The installation and performance of Nuclear Winter has grown through research and responses to a previous collaboration, titled Cloud of Whiteness, with special thanks to SPACES Gallery and The Current Sessions.

Key Words

Interactive Art
Installation
Site Specific Performance
Protest Posters
Systemic Racism

 

 

 

Angela Davis Fagen, independent artist. Photo Credit: RJ Eldridge

Angela Davis Fegan

Independent Artist

Angela Davis Fegan is a native of Chicago’s South Side. She received her BFA in Fine Arts from New York’s Parsons School of Design and her MFA in Interdisciplinary Book and Paper Arts from Columbia College Chicago. Exhibition venues include UIC Montgomery Ward Gallery, Galerie F, Chicago Artists’ Coalition, DePaul Art Museum, Center for Book Arts (NY), and Hyde Park Art Center. Her work has been featured in The Offing (LA Review of Books), Hyperallergic, and Chicago Magazine.

Photo credit: RJ Eldridge

photo of Gregory King, Assistant Professor of Dance & Artistic Director, Kent Dance Ensemble Kent State University. Photo Credit: Dennis Johnston

Gregory A. King

Assistant Professor of Dance & Artistic Director, Kent Dance Ensemble Kent State University

Gregory King is a Jamaican born artist, author, and assistant professor at Kent State University. He currently serves on the leadership team of The Association of Blacks in Dance, as the creative communication coordinator. Previous positions include resident guest artist at Temple University and visiting assistant professor of Dance & Consortium at Swarthmore College. Performance credits include: Disney’s The Lion King on Broadway, Horton Project (Library of Congress), and Washington Ballet. His scholarship has received national recognition including publications in thINKing Dance and The Dance Journal. Recently, the article he co-wrote with Ellen Chenoweth, “When Dance Voices Protest,” was selected to be a part of The U.S Department of Arts and Culture national resource guide. King holds an MFA in choreographic practice from Southern Methodist University.
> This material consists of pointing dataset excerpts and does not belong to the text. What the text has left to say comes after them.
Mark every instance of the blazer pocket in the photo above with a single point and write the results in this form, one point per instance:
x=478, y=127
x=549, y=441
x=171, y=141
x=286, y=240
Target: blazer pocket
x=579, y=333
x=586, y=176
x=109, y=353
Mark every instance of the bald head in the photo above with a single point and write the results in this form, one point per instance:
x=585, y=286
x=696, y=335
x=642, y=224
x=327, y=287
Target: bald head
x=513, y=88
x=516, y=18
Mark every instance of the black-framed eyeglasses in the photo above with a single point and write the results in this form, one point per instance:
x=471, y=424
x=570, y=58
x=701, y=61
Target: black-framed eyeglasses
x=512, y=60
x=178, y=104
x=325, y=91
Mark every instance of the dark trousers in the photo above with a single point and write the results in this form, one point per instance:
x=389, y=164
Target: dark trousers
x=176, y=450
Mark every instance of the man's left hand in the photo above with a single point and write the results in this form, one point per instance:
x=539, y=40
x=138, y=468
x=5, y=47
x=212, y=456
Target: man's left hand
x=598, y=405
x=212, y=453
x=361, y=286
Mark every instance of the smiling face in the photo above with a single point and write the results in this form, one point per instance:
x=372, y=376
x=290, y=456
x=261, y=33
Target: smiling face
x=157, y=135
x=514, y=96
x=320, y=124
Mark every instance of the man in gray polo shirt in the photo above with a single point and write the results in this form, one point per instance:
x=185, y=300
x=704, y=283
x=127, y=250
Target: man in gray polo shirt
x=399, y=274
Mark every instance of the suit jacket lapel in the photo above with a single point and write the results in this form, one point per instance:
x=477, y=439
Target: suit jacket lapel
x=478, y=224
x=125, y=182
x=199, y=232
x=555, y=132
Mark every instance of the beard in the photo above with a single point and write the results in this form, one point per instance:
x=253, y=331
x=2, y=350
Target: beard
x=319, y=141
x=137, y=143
Photo credit: Dennis Johnston

Megan Young, independent artist. Photo credit: William Frederking

Megan Young

Independent Artist

Megan Young creates interactive sculpture and installation with embodied performance. Notable exhibition and presentation credits include: International Symposium of Electronic Art (ISEA) at City University of Hong Kong, Open Engagement: Justice Conference, Art Souterrain Festival in Montreal, SPACES gallery in Cleveland, and SiTE:LAB Rumsey Street Project in Michigan. Her socially engaged artist activism has been featured in Hyperallergic and The Atlantic. Her work has also been recognized with an Ohio Arts Council Individual Artist Excellence Award and Cuyahoga Arts & Culture Creative Workforce Fellowship. Young holds an MFA in interdisciplinary arts and media from Columbia College Chicago and a BFA in modern dance choreography from Ohio University. She is on the faculty at Kent State University and is a regular guest artist at Baldwin Wallace University.